Необходимо для счастья - Анатолий Жуков
Шрифт:
Интервал:
Закладка:
А я возьму Лиду за белую руку и поведу куда захочу. И вот тогда-то и свершится все это сокровенное, важное, свершится так бережно и нежно, что оба мы почувствуем неземное счастье и за минуту этого счастья… «Какое счастье! — с отвращением и ужасом сказала она, и ужас невольно сообщился ему. — Ради бога, ни слова, ни слова больше». Ни слова? Но почему же?! Почему они чувствуют отвращение и ужас, разве Анна Каренина не любила Вронского, а он — ее? Разве э т о п о с л е д н е е, в е н ч а ю щ е е, не было для Вронского желанием его жизни в течение года, а для Анны — обворожительною мечтою счастья?
Нет, с таким оборотом я не мог примириться, не мог и не хотел. Меня и здесь воспитывали, отодвигали на время запретное, старались внушить, что оно ничего не дает, что оно неприятно и вредно — вот как курение, когда все курильщики соглашаются, что ничего хорошего в этом нет, а сами дня, да что там дня — часа не могут прожить без табака.

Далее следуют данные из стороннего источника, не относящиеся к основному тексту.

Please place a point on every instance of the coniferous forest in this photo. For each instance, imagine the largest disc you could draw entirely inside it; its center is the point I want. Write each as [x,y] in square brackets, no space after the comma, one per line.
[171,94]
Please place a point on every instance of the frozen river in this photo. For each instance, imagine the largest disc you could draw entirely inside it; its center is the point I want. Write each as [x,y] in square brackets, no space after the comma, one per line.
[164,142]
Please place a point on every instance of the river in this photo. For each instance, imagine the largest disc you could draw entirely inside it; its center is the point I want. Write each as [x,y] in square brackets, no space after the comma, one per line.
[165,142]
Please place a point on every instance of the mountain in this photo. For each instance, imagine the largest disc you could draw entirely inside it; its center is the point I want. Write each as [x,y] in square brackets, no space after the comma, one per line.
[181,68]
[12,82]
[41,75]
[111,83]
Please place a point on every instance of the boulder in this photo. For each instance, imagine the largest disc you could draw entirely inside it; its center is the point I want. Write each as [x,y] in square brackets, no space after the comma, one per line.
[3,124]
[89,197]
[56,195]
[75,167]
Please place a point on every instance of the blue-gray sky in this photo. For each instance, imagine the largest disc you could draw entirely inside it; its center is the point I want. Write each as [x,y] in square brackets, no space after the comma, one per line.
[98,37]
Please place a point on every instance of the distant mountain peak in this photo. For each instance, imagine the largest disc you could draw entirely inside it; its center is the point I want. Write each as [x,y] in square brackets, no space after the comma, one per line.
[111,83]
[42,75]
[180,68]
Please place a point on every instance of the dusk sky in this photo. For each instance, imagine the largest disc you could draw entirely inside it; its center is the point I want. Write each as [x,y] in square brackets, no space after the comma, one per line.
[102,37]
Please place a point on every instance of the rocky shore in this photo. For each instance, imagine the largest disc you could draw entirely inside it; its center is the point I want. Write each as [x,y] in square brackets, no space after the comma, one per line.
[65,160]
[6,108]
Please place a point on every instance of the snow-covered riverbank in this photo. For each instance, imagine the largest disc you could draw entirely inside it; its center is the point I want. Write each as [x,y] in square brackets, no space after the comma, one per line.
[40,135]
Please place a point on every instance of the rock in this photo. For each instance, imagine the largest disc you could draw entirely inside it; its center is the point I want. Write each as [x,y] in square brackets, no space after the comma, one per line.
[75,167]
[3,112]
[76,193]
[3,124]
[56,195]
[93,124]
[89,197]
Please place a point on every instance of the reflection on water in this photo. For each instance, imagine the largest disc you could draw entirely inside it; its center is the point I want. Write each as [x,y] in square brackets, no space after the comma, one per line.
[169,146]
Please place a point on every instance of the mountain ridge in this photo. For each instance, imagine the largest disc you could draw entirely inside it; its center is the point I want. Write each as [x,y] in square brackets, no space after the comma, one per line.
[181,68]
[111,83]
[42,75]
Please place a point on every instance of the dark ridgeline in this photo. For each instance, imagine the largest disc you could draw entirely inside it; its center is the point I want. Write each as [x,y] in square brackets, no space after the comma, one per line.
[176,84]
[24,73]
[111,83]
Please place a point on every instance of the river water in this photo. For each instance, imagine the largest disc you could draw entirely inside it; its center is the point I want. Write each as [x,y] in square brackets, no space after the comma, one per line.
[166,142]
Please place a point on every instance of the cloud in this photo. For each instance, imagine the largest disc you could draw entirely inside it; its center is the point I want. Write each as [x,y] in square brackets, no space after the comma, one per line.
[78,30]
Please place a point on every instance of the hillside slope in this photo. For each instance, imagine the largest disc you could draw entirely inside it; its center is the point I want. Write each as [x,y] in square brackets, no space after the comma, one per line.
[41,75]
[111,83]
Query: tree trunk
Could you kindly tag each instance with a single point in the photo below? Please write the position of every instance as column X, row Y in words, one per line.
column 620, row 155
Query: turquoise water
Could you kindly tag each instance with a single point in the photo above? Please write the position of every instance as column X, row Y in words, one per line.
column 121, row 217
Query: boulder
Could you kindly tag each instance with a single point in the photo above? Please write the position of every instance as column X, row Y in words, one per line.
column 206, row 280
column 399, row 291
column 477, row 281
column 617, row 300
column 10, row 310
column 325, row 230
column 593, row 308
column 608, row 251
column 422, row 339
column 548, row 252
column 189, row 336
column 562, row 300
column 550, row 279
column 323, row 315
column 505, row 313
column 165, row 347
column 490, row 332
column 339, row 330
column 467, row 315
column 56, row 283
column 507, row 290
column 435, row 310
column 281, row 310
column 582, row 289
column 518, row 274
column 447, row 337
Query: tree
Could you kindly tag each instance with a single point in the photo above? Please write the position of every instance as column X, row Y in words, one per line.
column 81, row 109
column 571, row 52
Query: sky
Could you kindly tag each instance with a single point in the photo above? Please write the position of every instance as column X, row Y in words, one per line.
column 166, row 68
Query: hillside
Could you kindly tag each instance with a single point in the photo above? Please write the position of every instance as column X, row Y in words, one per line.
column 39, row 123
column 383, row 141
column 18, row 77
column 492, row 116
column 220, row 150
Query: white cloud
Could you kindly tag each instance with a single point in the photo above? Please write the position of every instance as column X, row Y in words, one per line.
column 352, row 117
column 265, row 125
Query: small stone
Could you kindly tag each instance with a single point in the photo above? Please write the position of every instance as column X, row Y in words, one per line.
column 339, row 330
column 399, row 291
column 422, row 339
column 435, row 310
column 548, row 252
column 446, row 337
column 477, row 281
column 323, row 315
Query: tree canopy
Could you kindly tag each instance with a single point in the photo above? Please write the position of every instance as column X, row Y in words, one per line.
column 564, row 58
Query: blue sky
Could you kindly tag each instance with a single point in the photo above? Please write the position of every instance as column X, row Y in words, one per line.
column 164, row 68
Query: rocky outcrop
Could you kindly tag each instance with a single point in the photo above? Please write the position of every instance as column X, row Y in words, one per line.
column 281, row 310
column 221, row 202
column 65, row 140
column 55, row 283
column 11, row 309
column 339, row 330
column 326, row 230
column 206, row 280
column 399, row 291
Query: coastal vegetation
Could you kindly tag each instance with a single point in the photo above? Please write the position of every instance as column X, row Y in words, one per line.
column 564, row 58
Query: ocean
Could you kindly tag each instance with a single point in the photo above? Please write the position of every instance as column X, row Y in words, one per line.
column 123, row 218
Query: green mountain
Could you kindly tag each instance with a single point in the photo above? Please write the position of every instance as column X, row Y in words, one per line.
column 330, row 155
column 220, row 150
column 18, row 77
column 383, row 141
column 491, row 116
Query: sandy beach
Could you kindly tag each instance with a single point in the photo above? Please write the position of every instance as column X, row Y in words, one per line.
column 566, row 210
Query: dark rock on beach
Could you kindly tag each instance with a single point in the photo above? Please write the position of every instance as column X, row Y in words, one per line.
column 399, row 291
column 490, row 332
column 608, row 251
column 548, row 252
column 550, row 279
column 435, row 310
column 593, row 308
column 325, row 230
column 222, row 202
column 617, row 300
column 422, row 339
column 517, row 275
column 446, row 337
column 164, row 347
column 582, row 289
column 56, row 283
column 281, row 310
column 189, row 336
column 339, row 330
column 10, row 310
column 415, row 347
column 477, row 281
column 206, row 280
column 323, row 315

Я с нетерпением ждал Нового года, когда наступят каникулы и приедет Лида, но все-таки рвал каждое очередное письмо не читая — выдерживал характер. И хотя у меня дрожали руки, когда я брал письмо, хотя первым моим желанием было вскрыть его, увидеть хотя бы первую строчку, прочитать одно-единственное слово — я сдерживался, я считал себя мужчиной и медленно, осмысленно разрывал письмо на части и бросал его в печку.
Однажды, возвращаясь вечером с работы, вдруг встречаю ее на улице — приехала! До Нового года еще целая неделя, а она приехала!
Мало сказать, что я обрадовался, — легко стало, светло, весело, усталость прошла сама собой. Я стоял перед Лидой с кнутом на плече — только что распряг своих волов — и блаженно улыбался. Она будто выросла за эти четыре месяца, стала немножко чужой в городском полушалке, и перчатки на ней были кожаные, холодные, и губы подкрашены.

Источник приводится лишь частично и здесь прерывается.